Outside of room 370 two tables were set up for the afternoon and went along with the program. The GBAPP, also known as the Greater Bridgeport Area Prevention Center, is focused on reducing teen pregnancy and lowering the spread of HIV. They had a tablet full of pamphlets and were doing free testing for the event.
Directly to the left a Planned Parenthood table was set up. Pens, bright packets of condoms, pamphlets and vials of lubricants splayed out across the table. Jennifer Gaines, a youth development coordinator and educator, was in demand with many women. Plenty of them did not attend the actual talk but approached Gaines, asking about birth control methods and the services Planned Parenthood offered.
Linda Wolfson, Coordinator of the Women’s Center, set up the event and not just because of Valentine’s Day. “It’s back by popular demand,” Wolfson said. Two years ago a similar event ran with Ronnie as guest speaker. Since that time there have been numerous requests from students and women’s center regulars to bring the event back.

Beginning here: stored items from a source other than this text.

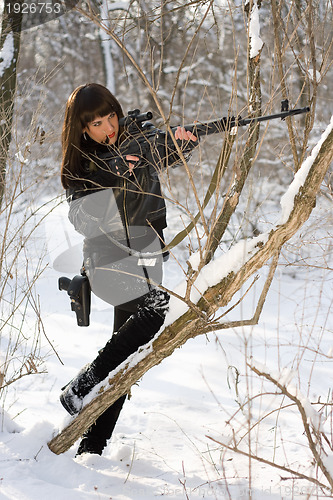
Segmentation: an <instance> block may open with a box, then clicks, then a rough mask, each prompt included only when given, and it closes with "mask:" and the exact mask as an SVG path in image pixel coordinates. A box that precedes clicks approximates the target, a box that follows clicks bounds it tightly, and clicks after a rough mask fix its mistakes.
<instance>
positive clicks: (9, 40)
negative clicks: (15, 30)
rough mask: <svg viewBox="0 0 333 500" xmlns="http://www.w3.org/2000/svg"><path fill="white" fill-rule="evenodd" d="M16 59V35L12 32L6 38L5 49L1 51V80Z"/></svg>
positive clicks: (5, 41)
mask: <svg viewBox="0 0 333 500" xmlns="http://www.w3.org/2000/svg"><path fill="white" fill-rule="evenodd" d="M13 57H14V35H13V32H12V31H10V32H9V33H8V35H7V36H6V38H5V41H4V44H3V47H2V49H1V51H0V78H2V77H3V75H4V72H5V71H6V69H8V68H9V67H10V65H11V64H12V61H13Z"/></svg>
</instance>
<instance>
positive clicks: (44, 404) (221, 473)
mask: <svg viewBox="0 0 333 500" xmlns="http://www.w3.org/2000/svg"><path fill="white" fill-rule="evenodd" d="M326 210H328V209H327V208H325V206H324V207H323V208H321V207H320V206H319V207H318V208H317V209H316V210H315V212H314V215H313V217H314V218H315V217H317V220H320V217H322V214H323V212H325V211H326ZM322 211H323V212H322ZM66 212H67V207H66V204H62V205H60V206H59V207H58V208H56V209H55V210H54V211H53V212H52V213H51V214H50V215H49V217H47V218H46V219H45V221H44V222H43V223H42V224H41V225H40V227H39V228H38V230H37V231H36V235H35V237H34V238H33V239H32V240H31V248H30V252H31V253H30V255H31V261H33V247H34V245H36V246H37V247H38V248H41V246H45V251H46V254H45V259H44V261H45V263H48V264H49V266H48V268H47V269H46V270H45V271H44V273H43V274H42V276H41V278H40V279H39V280H38V283H37V291H38V294H39V298H40V307H41V311H42V318H43V325H44V329H45V333H46V335H47V337H48V340H47V339H46V337H45V336H44V334H42V336H41V339H42V345H41V354H44V356H46V354H47V356H46V360H45V364H44V368H45V370H46V373H44V374H40V375H35V376H33V375H32V376H28V377H25V378H22V379H21V380H19V381H18V382H16V383H15V384H13V385H12V386H11V387H10V390H9V391H8V393H7V395H6V398H5V400H4V408H5V410H6V413H3V417H4V421H3V425H2V429H1V432H0V463H1V467H0V499H11V500H16V499H17V500H19V499H20V500H35V499H37V498H40V499H48V500H56V499H57V500H59V499H61V500H65V499H68V500H84V499H112V500H136V499H145V500H152V499H155V498H160V497H161V498H170V499H180V498H190V499H195V498H216V499H224V498H226V499H233V500H234V499H243V498H244V499H245V498H253V499H256V500H266V499H281V498H283V499H292V498H293V499H294V498H317V493H318V495H320V494H321V493H322V492H321V491H320V490H318V491H317V489H316V487H315V486H314V485H311V483H309V482H308V481H306V480H300V479H295V478H293V477H292V476H291V475H290V474H288V472H286V471H281V470H277V469H273V468H272V467H270V466H269V465H267V464H265V463H260V462H257V461H254V460H251V461H249V459H248V458H247V457H246V456H242V455H240V454H236V453H233V452H228V451H226V450H225V449H223V448H222V447H221V446H220V445H218V444H217V443H216V442H215V441H213V440H212V439H210V437H212V438H213V439H215V440H217V441H220V442H222V441H223V442H230V438H231V437H232V435H233V432H234V433H236V436H237V441H238V440H239V439H240V437H241V436H243V439H242V440H241V441H240V444H239V447H240V449H242V450H243V451H245V452H248V451H249V450H251V453H252V454H253V455H256V456H260V457H264V458H266V459H267V460H270V461H275V462H276V463H279V464H282V465H285V466H286V467H290V468H291V469H293V470H296V471H298V472H302V473H305V474H306V475H309V476H312V477H317V478H318V479H319V480H320V481H323V482H324V483H325V480H324V479H323V478H322V476H321V475H320V474H318V476H317V471H316V469H315V468H314V467H313V466H312V465H311V454H310V452H309V450H308V446H307V442H306V439H305V437H304V431H303V428H302V421H301V419H300V417H299V415H298V413H297V411H296V409H295V407H294V406H292V405H291V402H290V401H288V400H287V399H286V398H283V397H281V396H277V395H276V394H275V393H276V389H275V387H274V386H273V385H272V384H270V383H269V382H265V381H263V380H262V379H259V378H258V377H257V376H256V375H254V374H253V373H251V372H250V369H249V367H248V366H247V364H246V361H247V360H252V363H253V364H254V365H256V363H257V366H259V367H260V368H263V367H267V369H268V370H269V371H270V372H271V373H273V372H276V373H278V377H280V376H281V375H280V374H281V373H282V371H283V369H287V370H288V377H289V378H290V383H291V384H293V385H294V386H296V387H297V388H298V390H300V391H301V392H302V394H303V395H304V398H306V400H309V401H311V402H319V401H320V402H321V403H325V402H330V401H331V400H332V391H331V387H332V364H333V359H332V358H331V357H330V354H331V353H330V349H331V348H332V346H333V340H332V329H333V324H332V323H333V321H332V317H331V316H330V315H329V313H330V307H331V302H332V273H331V274H330V273H329V271H327V270H325V269H324V268H325V267H330V268H331V269H332V255H329V254H328V253H327V252H328V250H329V241H328V236H327V234H328V233H326V232H325V231H326V229H327V231H328V232H329V231H330V230H331V229H332V228H319V231H320V237H321V239H320V240H319V241H317V242H316V241H315V238H314V236H313V235H314V230H312V229H310V228H309V229H308V234H305V235H304V231H303V235H302V238H303V239H304V238H305V239H306V240H307V243H306V244H305V245H303V247H302V257H303V259H306V260H304V261H303V262H300V266H297V267H295V266H288V267H286V268H285V267H284V266H282V265H281V266H280V267H279V268H278V270H277V273H276V278H275V280H274V282H273V285H272V287H271V290H270V292H269V295H268V298H267V302H266V304H265V307H264V310H263V314H262V317H261V319H260V322H259V324H258V325H257V326H252V327H246V328H245V327H244V328H237V329H227V330H222V331H220V332H217V333H216V334H215V333H211V334H209V335H208V336H207V337H206V336H204V337H198V338H196V339H194V340H190V341H188V342H187V343H186V344H185V345H184V346H183V347H182V348H181V349H179V350H177V351H176V352H174V354H173V355H172V356H171V357H170V358H168V359H165V360H164V361H163V362H162V363H161V364H160V365H158V366H156V367H155V368H153V369H151V370H150V371H149V372H148V373H147V374H146V375H145V376H144V377H143V379H142V380H141V381H140V382H139V383H138V384H137V385H135V386H134V387H133V388H132V398H131V399H130V400H128V401H127V402H126V404H125V406H124V409H123V411H122V413H121V416H120V419H119V421H118V424H117V427H116V429H115V432H114V435H113V437H112V439H111V441H110V443H109V445H108V447H107V448H106V450H105V452H104V453H103V455H102V456H101V457H100V456H97V455H84V456H80V457H78V458H75V452H76V448H77V444H76V445H75V446H73V447H72V448H71V449H70V450H69V451H67V452H66V453H64V454H62V455H59V456H57V455H55V454H53V453H52V452H51V451H50V450H49V449H48V446H47V442H48V441H49V440H50V439H51V437H52V436H53V435H54V434H55V433H56V432H57V431H58V430H59V429H60V428H61V427H62V426H63V425H64V424H65V423H66V422H68V420H69V417H68V416H67V414H66V412H65V410H64V409H63V407H62V406H61V404H60V402H59V394H60V388H61V387H62V386H63V385H64V384H65V383H67V382H68V381H69V380H70V378H71V377H72V376H74V375H75V374H76V373H77V371H78V369H80V368H81V367H82V366H83V365H84V364H85V363H87V362H89V361H91V360H92V359H93V357H94V356H95V355H96V353H97V350H98V349H99V348H101V347H102V346H103V345H104V343H105V342H106V341H107V340H108V339H109V336H110V332H111V331H112V317H113V312H112V308H111V307H109V306H107V305H106V304H103V303H102V302H100V301H97V300H96V299H94V300H93V307H92V315H91V326H90V327H88V328H79V327H77V326H76V321H75V316H74V314H73V313H72V312H71V311H70V304H69V299H68V296H67V295H66V293H64V292H59V291H58V288H57V280H58V278H59V277H60V276H61V275H63V274H64V275H68V276H72V275H73V274H76V273H77V272H78V271H79V267H80V260H79V259H80V256H79V257H77V254H76V253H75V252H76V250H75V248H77V247H75V248H74V249H72V251H71V252H70V253H66V254H63V252H65V250H66V249H67V248H68V245H69V243H70V245H73V246H75V245H76V244H78V243H79V237H78V236H76V235H75V233H74V230H73V229H72V227H71V226H70V225H69V223H68V222H67V221H66ZM318 225H320V224H318ZM299 242H300V236H299V235H297V236H296V237H295V238H294V240H293V243H294V248H296V249H297V248H299ZM70 254H72V255H75V258H74V259H73V260H72V261H71V259H70V258H69V257H70ZM59 256H60V257H59ZM286 257H288V258H291V259H292V260H296V259H298V258H299V254H298V255H297V256H296V255H293V254H292V253H291V252H290V251H289V252H288V255H287V256H286V255H285V258H286ZM283 258H284V257H282V261H283ZM308 259H311V264H312V265H316V266H317V267H308V266H303V267H302V264H303V263H309V260H308ZM32 264H33V262H32ZM75 266H76V267H75ZM264 272H265V271H264ZM266 272H267V270H266ZM263 274H264V273H263ZM179 275H180V273H179V268H178V267H177V264H176V263H175V262H173V261H172V260H170V261H169V262H168V263H167V264H166V272H165V284H166V285H167V286H170V287H175V286H176V285H177V283H178V281H180V276H179ZM261 286H262V280H259V281H258V282H257V283H256V284H255V286H254V287H253V288H252V289H251V292H250V293H249V294H248V295H247V297H246V299H245V300H244V301H243V302H242V303H241V304H240V305H239V306H238V308H237V309H235V310H234V311H233V312H232V313H231V315H230V318H232V319H239V318H240V317H242V318H249V317H250V316H251V315H252V313H253V309H254V304H255V297H257V296H258V294H259V293H260V291H261ZM49 341H50V342H51V343H52V346H53V348H54V349H55V350H56V352H57V354H58V356H59V358H60V359H61V361H62V363H61V362H60V361H59V358H58V357H57V356H56V355H55V353H54V351H53V350H52V349H51V347H50V343H49ZM2 342H3V341H2ZM2 345H4V344H2ZM262 393H267V394H265V395H260V394H262ZM247 396H250V397H251V398H252V399H251V403H248V402H247V401H248V398H247ZM314 408H315V409H317V410H320V409H321V405H314ZM324 414H325V415H327V417H328V421H327V425H328V424H330V422H331V413H330V410H327V411H326V412H324ZM9 415H10V417H11V418H9ZM265 415H266V418H263V417H264V416H265ZM249 416H250V418H249ZM328 427H329V425H328ZM250 428H251V430H250ZM328 437H329V439H332V435H331V433H330V427H329V428H328ZM311 488H312V490H311ZM307 495H310V496H307Z"/></svg>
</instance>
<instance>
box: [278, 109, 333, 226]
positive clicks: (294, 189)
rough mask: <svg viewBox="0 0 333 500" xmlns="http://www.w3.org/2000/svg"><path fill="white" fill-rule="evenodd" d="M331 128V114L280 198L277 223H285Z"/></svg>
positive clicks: (332, 124) (288, 216)
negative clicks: (312, 145) (298, 193)
mask: <svg viewBox="0 0 333 500" xmlns="http://www.w3.org/2000/svg"><path fill="white" fill-rule="evenodd" d="M332 130H333V115H332V117H331V121H330V123H329V125H328V126H327V127H326V130H325V131H324V132H323V134H322V136H321V138H320V140H319V142H318V144H317V145H316V146H315V147H314V148H313V150H312V152H311V155H310V156H309V157H308V158H306V159H305V160H304V162H303V164H302V166H301V167H300V169H299V170H298V171H297V172H296V174H295V177H294V180H293V182H292V183H291V184H290V186H289V188H288V189H287V191H286V192H285V194H284V195H283V196H282V198H281V208H282V213H281V218H280V221H279V224H285V223H286V222H287V220H288V219H289V216H290V213H291V211H292V209H293V206H294V200H295V196H296V194H297V193H298V192H299V190H300V188H301V187H302V186H303V185H304V182H305V179H306V177H307V175H308V173H309V170H310V168H311V167H312V165H313V162H314V161H315V159H316V158H317V156H318V154H319V151H320V149H321V147H322V145H323V144H324V142H325V141H326V139H327V137H328V136H329V134H330V133H332Z"/></svg>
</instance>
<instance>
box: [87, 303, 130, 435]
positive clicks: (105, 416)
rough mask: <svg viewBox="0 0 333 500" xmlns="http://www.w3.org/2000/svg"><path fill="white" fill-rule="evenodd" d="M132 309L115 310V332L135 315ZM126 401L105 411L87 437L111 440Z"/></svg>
mask: <svg viewBox="0 0 333 500" xmlns="http://www.w3.org/2000/svg"><path fill="white" fill-rule="evenodd" d="M133 306H134V304H133ZM131 309H132V307H131V308H129V309H122V308H121V307H115V308H114V323H113V331H114V332H116V331H118V330H119V328H120V327H121V326H122V325H123V324H124V323H125V322H126V321H127V319H128V318H129V317H130V316H131V315H132V314H133V312H135V311H134V310H133V311H132V312H131ZM125 400H126V395H124V396H121V397H120V398H119V399H118V400H117V401H115V402H114V403H113V404H112V405H111V406H110V407H109V408H108V409H107V410H105V412H104V413H102V415H100V416H99V417H98V419H97V420H96V422H95V423H94V424H93V425H92V426H91V427H90V428H89V429H88V431H86V432H85V437H88V438H91V439H93V440H94V441H97V442H101V443H104V442H105V441H107V440H108V439H110V438H111V435H112V432H113V430H114V428H115V425H116V423H117V420H118V417H119V414H120V412H121V409H122V407H123V405H124V402H125Z"/></svg>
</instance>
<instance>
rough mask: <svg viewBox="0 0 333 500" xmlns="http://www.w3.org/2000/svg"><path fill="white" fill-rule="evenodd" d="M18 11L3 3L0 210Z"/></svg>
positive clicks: (0, 155)
mask: <svg viewBox="0 0 333 500" xmlns="http://www.w3.org/2000/svg"><path fill="white" fill-rule="evenodd" d="M21 25H22V12H21V9H19V10H18V11H16V12H15V10H14V9H13V8H12V4H11V3H10V2H5V3H4V10H3V12H2V23H1V35H0V207H1V203H2V198H3V194H4V189H5V182H6V162H7V155H8V150H9V145H10V141H11V130H12V122H13V112H14V102H15V92H16V80H17V63H18V57H19V52H20V38H21Z"/></svg>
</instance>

If there’s one thing the audience could get out of the talk Dubrowin said it would be, “Safe really is sexy. . . It should respect physical, emotional, and future health. It shouldn’t hurt in any way.”
Planned Parenthood’s Bridgeport office is on 221 State Street. Many services and birth control are free and are explained the website
Future free testing opportunities and contraception events will be advertised around campus.